Chroniques

par bruno serrou

six Sequenze de Luciano Berio
par les solistes de l’Ensemble Intercontemporain

Centre Pompidou, Paris
- 3 décembre 2010
Sequenze de Luciano Berio par les solstes de l'ensemble intercontemporain
© eric marinitsch

L’on doit à l’Ensemble Intercontemporain la première intégrale discographique des Sequenze que Luciano Berio composa entre 1958 et 2002/2003, à l’exception de la dernière, qui n’était pas encore écrite lors de la parution du coffret de 3CD en 1999 sous étiquette Deutsche Gramophon. Certaines d’entre elles furent écrites pour l’un des membres de l’ensemble avec lequel le compositeur italien entretenait des relations privilégiées. Il est donc toujours instructif d’écouter ces pages, d’une difficulté époustouflante alliée à une musicalité transcendante, jouées par les solistes de l’Intercontemporain.
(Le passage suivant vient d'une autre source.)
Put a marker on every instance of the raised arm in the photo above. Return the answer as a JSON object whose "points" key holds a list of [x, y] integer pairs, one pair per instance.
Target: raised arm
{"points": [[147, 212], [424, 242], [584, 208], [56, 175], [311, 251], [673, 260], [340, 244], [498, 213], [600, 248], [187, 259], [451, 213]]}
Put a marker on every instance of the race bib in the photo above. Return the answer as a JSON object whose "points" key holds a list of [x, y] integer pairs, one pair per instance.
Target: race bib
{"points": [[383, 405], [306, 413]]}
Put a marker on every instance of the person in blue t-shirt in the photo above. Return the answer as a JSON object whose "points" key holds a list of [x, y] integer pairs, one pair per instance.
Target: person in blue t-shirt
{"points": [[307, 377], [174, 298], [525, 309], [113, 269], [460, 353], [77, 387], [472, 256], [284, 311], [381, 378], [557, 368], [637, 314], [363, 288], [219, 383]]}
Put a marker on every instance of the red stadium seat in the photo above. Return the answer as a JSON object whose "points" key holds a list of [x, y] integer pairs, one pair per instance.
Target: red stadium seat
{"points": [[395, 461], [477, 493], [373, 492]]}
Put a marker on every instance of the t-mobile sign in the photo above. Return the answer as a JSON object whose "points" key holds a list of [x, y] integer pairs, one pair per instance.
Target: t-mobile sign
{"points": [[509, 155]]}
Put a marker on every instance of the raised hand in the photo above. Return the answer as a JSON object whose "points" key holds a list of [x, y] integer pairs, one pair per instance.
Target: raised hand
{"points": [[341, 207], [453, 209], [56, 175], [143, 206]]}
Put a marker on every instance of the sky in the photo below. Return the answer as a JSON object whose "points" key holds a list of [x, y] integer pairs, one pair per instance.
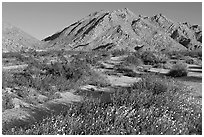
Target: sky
{"points": [[44, 19]]}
Ce vendredi, devant une salle comble et polyglotte, comme de coutume, six musiciens ont proposé la Sequenza dédiée à son instrument, chacune étant précédée d’un texte introductif italien du poète Edoardo Sanguineti (1930-2010) qui l’enregistra. A travers ce corpus, Berio expérimentait des modes de jeu souvent inédits au moment de leur genèse qui ont fait reculer les limites de la virtuosité et de la musicalité instrumentales, tandis que la structure des œuvres se présente sous la forme de séries de ruptures, comme le laisse entendre le titre séquences qui renvoie aux séquences de champs harmoniques, chacune des partitions étant composée en fonction - et souvent avec la participation - de son commanditaire et dédicataire.
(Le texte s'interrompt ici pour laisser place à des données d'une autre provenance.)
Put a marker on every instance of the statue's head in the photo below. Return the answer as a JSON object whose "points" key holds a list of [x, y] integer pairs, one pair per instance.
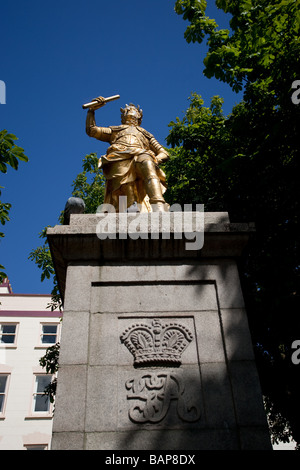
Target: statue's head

Dans le cadre des cours d’été de Darmstadt où il enseignait alors, Berio conçut en 1958 la Sequenza I pour le flûtiste italien Severino Gazzelloni. Emmanuelle Ophèle en donne une interprétation d’une grande facilité de jeu et de ton, exaltant l’écriture étonnamment polyphonique dont le compositeur a fait usage pour cet instrument d’essence monodique, exploitant «les codes de l’époque baroque qui permettaient d’écrire une fugue à deux voix pour une flûte solo» (Berio). Déception, en revanche, dans la Sequenza VIII pour violon jouée par un Diego Tosi certes virtuose mais si détaché qu’une certaine monotonie s'est très vite immiscée. Composée en 1976, créée au Festival de Royan par Carlo Chiapara, qui en est le dédicataire, cette partition se fonde sur deux notes, la et si, que le jeune violoniste souligne trop systématiquement, aux dépends de la référence au jeu et aux élans de la Partita en ré mineur de Johann Sebastian Bach.
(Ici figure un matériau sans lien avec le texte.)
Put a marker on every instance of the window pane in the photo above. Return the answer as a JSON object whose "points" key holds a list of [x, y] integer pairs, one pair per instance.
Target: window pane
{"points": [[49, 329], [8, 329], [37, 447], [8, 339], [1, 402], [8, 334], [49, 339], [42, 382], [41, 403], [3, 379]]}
Comme de coutume, Frédérique Cambreling brille par le bruissement aérien de son toucher dans la Sequenza II pour harpe, dédiée en 1962 à Francis Pierre, son créateur, tout comme Alain Damiens dans la Sequenza IXa pour clarinette (la Sequenza IXb est pour saxophone alto), composée et créée en 1980 au Musée d’Orsay par Michel Arrignon - la plus boulézienne des Sequenze. En revanche, Benny Sluchin, s’il exécute avec une sereine aisance la Sequenza V pour trombone de 1966, ne parvient pas à restituer l’humour farceur de la pièce que l’auteur a dédiée au célèbre clown musicien suisse Grock (1880-1959). Enfin, Pierre Strauch brosse une somptueuse Sequenza XIV pour violoncelle, interprétée avec un naturel remarquable, rendant à cette ultime pièce du genre - créée le 28 avril 2002 par son dédicataire, le Sri Lankais Rohan de Saram (ex-violoncelliste du Quatuor Arditti) et révisée en 2003 - toute la vivacité rythmique, dynamique et timbrique d’une variété et d’une virtuosité évanescente.